Commuovente e intelligente cartone. Il meglio lo dà nella resa dei rapporti affettivi e famigliari.

Indimenticabile la scena in cui la nonna, affetta da Alzeihmer, ritrova la memoria dopo aver sentito la canzone che il padre le aveva dedicato quando lei aveva tre anni. 3 anni e (?) 93, ma la stessa pasta affettiva è ciò che ci contraddistingue, come esseri umani.

Non indulge, il film Pixar, in modo semplicistico e scontato sugli affetti familiari: per tradizione e ignoranza, la famiglia può essere una gabbia, quando impedisce ai minori di vivere la propria esistenza seguendo ciò rende più felici. A quel punto è lecito contestarla, cercare di cambiarne le convinzioni e, se ciò non è proprio possibile, abbondonarla.       
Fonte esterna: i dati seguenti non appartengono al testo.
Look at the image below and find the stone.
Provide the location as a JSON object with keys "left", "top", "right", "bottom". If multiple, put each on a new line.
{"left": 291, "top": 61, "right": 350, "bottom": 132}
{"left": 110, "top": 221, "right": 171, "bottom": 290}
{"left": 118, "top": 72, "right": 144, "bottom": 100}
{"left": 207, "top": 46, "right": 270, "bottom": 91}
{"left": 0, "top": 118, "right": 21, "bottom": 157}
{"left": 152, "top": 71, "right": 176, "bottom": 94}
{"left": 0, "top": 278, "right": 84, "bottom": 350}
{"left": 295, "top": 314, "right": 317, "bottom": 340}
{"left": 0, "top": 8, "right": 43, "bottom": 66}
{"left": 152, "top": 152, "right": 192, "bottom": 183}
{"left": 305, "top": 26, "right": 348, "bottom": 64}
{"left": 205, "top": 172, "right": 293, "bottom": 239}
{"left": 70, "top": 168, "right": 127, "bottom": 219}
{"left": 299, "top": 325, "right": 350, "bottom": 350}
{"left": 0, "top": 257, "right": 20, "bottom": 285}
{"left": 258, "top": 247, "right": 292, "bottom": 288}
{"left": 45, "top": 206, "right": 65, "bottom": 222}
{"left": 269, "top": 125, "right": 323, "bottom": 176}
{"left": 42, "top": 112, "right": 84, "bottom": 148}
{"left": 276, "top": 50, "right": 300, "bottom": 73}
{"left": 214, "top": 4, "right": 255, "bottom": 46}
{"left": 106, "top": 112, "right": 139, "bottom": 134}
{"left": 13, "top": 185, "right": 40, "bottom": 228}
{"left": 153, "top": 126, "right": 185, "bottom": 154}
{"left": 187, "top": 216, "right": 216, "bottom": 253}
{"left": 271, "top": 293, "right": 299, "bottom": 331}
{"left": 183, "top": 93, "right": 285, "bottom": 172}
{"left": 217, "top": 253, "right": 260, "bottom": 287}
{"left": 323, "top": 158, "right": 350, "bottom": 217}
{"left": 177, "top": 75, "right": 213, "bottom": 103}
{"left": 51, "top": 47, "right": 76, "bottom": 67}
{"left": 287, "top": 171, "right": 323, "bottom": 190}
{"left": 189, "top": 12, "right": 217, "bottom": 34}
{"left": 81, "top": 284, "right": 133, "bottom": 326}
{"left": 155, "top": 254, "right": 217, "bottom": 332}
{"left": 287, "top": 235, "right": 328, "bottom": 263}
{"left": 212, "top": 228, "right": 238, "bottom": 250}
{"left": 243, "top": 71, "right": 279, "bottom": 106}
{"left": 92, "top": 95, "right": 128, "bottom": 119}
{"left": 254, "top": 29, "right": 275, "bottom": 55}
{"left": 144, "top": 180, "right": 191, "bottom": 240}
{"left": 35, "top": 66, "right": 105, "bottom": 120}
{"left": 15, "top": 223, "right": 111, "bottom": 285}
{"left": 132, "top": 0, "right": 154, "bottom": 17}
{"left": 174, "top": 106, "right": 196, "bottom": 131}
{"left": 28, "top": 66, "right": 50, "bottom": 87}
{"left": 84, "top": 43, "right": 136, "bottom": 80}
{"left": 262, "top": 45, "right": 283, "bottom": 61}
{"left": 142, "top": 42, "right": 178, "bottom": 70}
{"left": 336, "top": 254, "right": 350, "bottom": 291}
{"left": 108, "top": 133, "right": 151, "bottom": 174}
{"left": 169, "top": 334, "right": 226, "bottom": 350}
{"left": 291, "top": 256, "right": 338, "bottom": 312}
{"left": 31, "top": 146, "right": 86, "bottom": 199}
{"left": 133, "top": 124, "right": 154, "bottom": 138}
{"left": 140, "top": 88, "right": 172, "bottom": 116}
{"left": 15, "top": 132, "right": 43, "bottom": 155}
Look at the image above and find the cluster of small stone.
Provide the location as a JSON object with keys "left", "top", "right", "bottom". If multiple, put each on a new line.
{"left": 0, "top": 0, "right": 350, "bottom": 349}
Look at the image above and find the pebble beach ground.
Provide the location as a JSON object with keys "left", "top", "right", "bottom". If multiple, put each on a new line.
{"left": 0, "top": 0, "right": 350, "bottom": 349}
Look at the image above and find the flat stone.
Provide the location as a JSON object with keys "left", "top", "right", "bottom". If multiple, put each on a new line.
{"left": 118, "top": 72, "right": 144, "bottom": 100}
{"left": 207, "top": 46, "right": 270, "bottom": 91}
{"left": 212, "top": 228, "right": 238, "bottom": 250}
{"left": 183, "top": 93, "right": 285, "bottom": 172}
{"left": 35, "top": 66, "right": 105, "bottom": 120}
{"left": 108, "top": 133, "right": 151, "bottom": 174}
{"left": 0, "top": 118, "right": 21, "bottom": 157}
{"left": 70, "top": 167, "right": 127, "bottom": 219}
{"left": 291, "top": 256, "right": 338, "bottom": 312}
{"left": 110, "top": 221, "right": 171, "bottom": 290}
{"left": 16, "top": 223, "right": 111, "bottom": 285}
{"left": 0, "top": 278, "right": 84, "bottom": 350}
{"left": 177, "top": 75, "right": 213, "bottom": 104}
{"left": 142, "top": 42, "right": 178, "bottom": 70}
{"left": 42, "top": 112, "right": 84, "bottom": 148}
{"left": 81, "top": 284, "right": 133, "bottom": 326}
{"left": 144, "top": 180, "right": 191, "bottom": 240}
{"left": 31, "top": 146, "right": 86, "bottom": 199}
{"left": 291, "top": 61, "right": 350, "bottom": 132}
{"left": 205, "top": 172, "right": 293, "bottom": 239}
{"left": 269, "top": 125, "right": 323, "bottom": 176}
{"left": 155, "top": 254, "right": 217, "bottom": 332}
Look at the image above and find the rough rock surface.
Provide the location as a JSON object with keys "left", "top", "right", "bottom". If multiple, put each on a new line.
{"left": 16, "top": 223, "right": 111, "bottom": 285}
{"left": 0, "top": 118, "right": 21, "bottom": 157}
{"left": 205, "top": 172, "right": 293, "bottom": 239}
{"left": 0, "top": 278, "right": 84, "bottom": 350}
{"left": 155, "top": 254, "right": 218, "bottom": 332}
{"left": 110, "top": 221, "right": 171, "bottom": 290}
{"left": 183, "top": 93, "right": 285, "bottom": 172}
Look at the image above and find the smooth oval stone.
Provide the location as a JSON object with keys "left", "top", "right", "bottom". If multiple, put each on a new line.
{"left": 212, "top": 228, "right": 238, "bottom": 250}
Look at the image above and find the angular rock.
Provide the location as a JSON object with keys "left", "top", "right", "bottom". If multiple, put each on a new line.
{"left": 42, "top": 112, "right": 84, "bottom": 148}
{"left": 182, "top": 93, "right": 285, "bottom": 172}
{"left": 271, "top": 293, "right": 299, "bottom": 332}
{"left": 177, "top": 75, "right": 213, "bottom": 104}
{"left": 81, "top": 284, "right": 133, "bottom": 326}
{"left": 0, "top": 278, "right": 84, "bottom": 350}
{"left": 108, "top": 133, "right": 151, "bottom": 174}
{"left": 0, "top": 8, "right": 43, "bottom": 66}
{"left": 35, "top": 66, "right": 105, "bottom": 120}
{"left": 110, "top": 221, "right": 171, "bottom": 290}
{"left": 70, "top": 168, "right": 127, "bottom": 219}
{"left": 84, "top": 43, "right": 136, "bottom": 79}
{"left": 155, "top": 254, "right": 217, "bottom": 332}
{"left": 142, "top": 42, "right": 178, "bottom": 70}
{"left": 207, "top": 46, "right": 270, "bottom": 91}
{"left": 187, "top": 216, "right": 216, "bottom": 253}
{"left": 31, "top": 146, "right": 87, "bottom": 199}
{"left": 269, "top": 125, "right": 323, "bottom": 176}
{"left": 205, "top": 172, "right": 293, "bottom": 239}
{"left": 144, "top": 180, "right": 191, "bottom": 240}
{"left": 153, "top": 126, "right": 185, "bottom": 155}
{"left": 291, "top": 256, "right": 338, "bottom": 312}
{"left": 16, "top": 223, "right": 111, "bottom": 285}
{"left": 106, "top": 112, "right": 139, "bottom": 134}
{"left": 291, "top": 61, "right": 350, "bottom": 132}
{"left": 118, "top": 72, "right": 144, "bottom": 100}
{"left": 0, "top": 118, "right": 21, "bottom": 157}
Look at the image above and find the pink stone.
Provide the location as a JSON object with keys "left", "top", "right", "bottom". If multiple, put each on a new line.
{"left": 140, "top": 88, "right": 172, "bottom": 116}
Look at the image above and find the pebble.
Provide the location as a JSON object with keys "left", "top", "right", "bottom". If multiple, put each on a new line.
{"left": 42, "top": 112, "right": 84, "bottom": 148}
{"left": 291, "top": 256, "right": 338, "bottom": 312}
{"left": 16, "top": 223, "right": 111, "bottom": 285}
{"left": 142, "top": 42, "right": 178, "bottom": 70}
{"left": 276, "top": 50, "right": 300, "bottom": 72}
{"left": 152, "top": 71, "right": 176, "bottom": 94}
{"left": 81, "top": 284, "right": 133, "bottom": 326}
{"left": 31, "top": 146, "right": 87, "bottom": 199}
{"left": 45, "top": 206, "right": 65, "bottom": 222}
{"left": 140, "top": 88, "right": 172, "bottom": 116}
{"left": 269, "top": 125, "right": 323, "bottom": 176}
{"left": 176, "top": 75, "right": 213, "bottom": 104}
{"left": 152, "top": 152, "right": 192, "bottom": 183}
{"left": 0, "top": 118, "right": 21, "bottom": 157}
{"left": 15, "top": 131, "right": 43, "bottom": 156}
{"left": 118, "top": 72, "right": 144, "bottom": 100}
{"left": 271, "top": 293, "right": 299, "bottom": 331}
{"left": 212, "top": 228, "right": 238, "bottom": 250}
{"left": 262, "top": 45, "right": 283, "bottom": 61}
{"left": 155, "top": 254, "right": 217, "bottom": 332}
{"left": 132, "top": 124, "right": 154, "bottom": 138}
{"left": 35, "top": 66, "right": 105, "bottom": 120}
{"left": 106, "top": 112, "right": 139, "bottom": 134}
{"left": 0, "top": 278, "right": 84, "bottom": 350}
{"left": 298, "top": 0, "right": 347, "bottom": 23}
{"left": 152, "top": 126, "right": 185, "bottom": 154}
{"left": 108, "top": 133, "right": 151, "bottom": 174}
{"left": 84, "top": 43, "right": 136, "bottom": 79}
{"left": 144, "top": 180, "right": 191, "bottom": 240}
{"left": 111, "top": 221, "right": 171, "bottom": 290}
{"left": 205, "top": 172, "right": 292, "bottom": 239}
La sceneggiatura poi non fa sconti a uno dei cliché tipici del capitalismo: la santificazione delle celebrità. La star della musica è un volgare plagiatore, oltreché criminale assassino: tutta la sua retorica del “cogli l’attimo”, di seguire inoltre la propria vocazione e il proprio destino che non potranno che portare al successo (tipico inganno della propaganda neoliberista) vengono qui giustamente mostrati per quell’inganno imbonitore che sono, e condannati.
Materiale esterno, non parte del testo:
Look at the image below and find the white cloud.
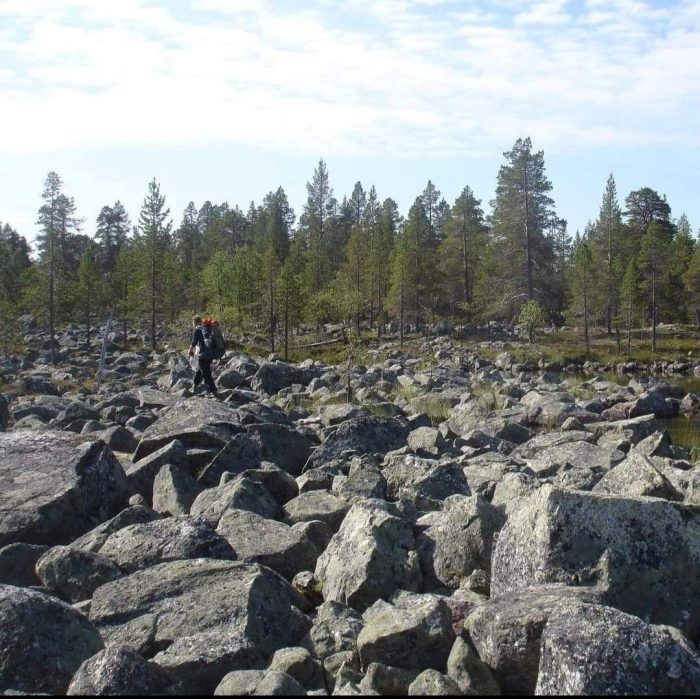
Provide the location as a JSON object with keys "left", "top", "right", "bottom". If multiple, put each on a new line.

La realtà, lì e nella maggioranza dei casi storicamente accaduti, è ben altra: il vero genio è vittima dell’inganno e della scorrettezza, tirata fino al crimine, altrui; è vittima, con tragica amarezza, della propria incapacità di non essere un criminale laido come i suoi concorrenti. Ma il demerito, lì, è più che altro un merito: non un “non saper essere”, ma un “non voler essere” una persona da disprezzare profondamente. Che la storia umana favorisca gli infami, che parassitano coloro i quali davvero meritano, è ampiamente accaduto, ben più che il contrario, purtroppo. Ma la denuncia è indispensabile primo gradino, di quel miglioramento che è necessario che accada, per evitare che si ripetano tali disgrazie.

Bella è poi la ricostruzione, a quanto pare fedele, della tradizione messicana: la sua devozione per i defunti e gli antenati; il suo colore e la passione musicale, così trascinanti e rare; la sua umana autenticità e calore. Inoltre sono splendide le scenografie (da sogno e/o, volutamente, da incubo), nutrite sul talento visionario di Frida Khalo, che giustamente omaggiano.

La trama è un po’ complicata: ma dalla metà in poi la sceneggiatura si riscatta, mostrando un senso chiaro, e profondissimo. Se ci sono poi esseri immaginari a favore, si perdona perché i primi destinatari di queste operazioni sono i bambini; ma non si può negare un gran ritmo, e l’incalzare via via di elementi sorprendenti, e dunque avvincenti.